President Donald Trump wants to make America great again by removing bureaucratic roadblocks and regulatory red tape. He could focus on hundreds of thousands of acres effectively trapped in limbo by the federal government, unable to be used by the communities around them to generate tax revenue. In some of the worst cases, they pose a risk to public health and safety.
For example, on the banks of the Delaware River in Northeast Philadelphia lies the former Frankford Arsenal, a U.S. Army ammunition plant closed in 1977. In 1983, the Philadelphia Industrial Development Corporation sold nearly all of the property to a private developer. Forty years later, most of the land remains undeveloped with little federal funding for clean‐up and unfinished studies of lead‐contaminated soil at the site.
Or consider the case of the Nansemond Ordnance Depot in Suffolk, Virginia, 975 acres of land along the James River. Closed since 1960, the U.S. Environmental Protection Agency placed it on the “National Priority List” in 1999, after crystalline explosives were discovered on the campus of a local college. Today, the property remains vacant with deteriorated shorelines and wetlands threatening a nearby interstate bridge structure. The risk to public safety is persistent and growing.
In the San Diego suburbs, Camp Elliott, a former Marine Corps base, sits amidst half‐a‐million‐dollar homes. It closed in 1960, but the government didn’t begin site clean‐up until 1985 after two boys were killed while playing with an unexploded munition found near their homes. Aside from infrequent inspections, there is no plan to complete the clean‐up of the property for further development in a region desperate for more housing.

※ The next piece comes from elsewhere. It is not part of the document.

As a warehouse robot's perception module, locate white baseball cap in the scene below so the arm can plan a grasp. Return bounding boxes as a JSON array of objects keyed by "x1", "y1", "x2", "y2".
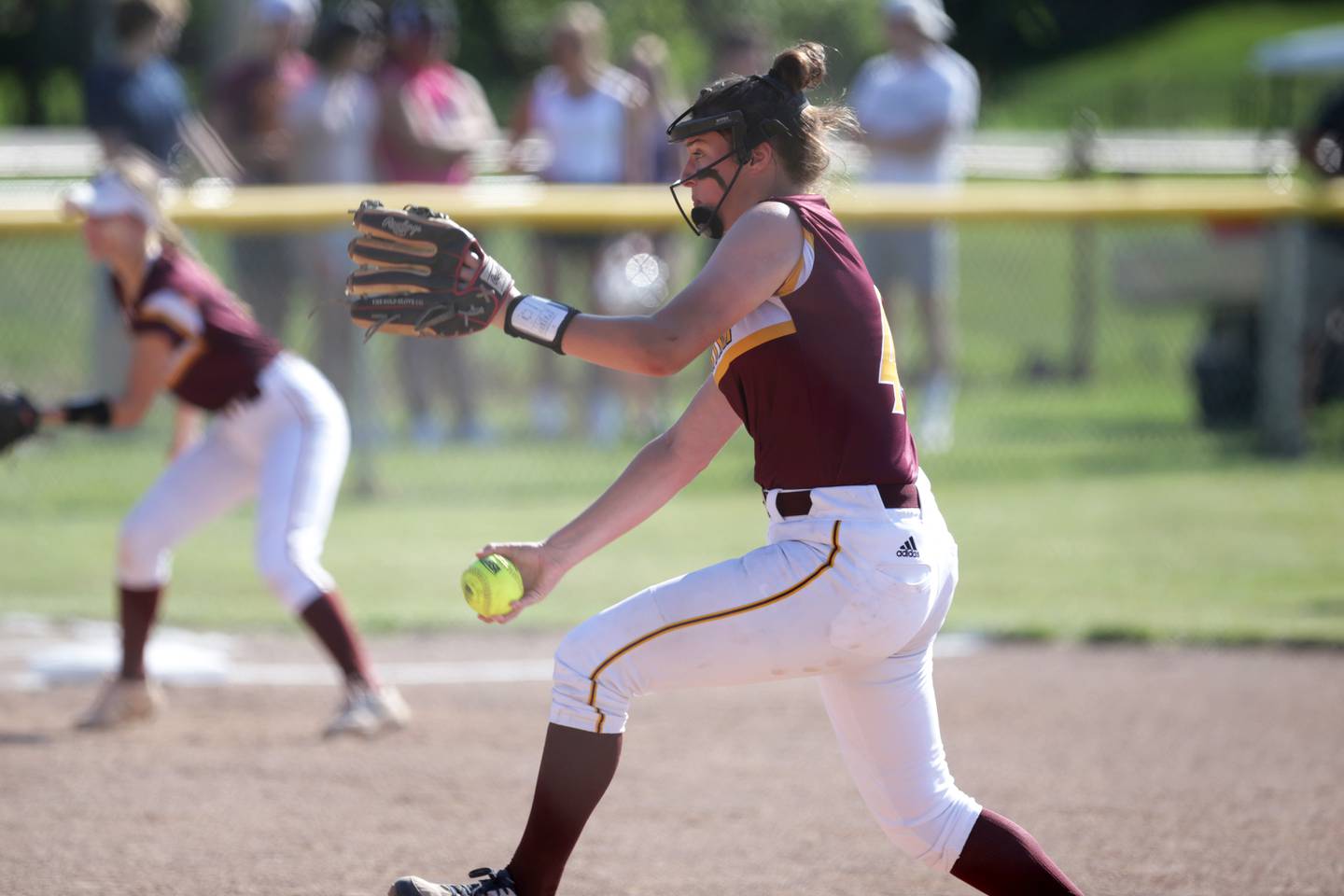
[
  {"x1": 63, "y1": 171, "x2": 159, "y2": 227},
  {"x1": 882, "y1": 0, "x2": 956, "y2": 43}
]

These are just three of over 30,000 properties around the country that the Department of Defense has divested in the past 50 years. Most are wastelands continuing to pose a threat to health and safety. Many could provide opportunities for economic growth if the resources can be brought to bear to clean them up.
Congress created the Formerly Used Defense Site program — commonly known as FUDS — in the mid-1980’s to consolidate the Pentagon’s efforts to protect the health and well‐being of citizens while completing the clean‐up and allowing re‐use of more than 10,000 sites, ranging from less than an acre to hundreds of thousands of acres.
Since then, The U.S. Army Corps of Engineers has spent more than $7 billion of taxpayer funds between 1984–2016 to address FUDS. Yet, an additional $18 billion is needed to clean just 2,700 sites. Based on the current pace of cleanup—annual funding averages around $225 million—most properties will be off limits until 2097 or later. More daunting, timelines and cost estimates are growing due to the tighter environment regulations implemented under the Obama administration.
But with every challenge lies an opportunity. The federal government is currently exploring ways to stimulate economic growth for local communities. Many will rely on the private sector to collaborate on investments and expertise to accelerate the start of thousands of projects. This effort could include the FUDS program. Rehabilitating and releasing thousands of valuable sites around the country could unleash far more economic power than bridges to nowhere or trains to Las Vegas.
The Corps of Engineers must be given the mandate to collaborate with the private sector on projects to accelerate the clean‐up of FUDS properties for rapid redevelopment. The Trump Administration could include within a national infrastructure investment program tax credits or other financial incentives to encourage projects which demonstrate a viable economic return and jobs for local communities.
This President knows how real estate development can impact local economies and create jobs. His administration has the opportunity to encourage proactive and collaborative efforts to unlock FUDS properties while reducing tangible environmental threats. The federal government also has the resources available to assist local communities with the planning and highest re‐use of FUDS.
The FUDS program has wallowed in the federal mud for over 30 years, spending billions with few successes, broken promises, untenable government bureaucracy, and continued environmental risk to communities. It’s time to take it in a new direction.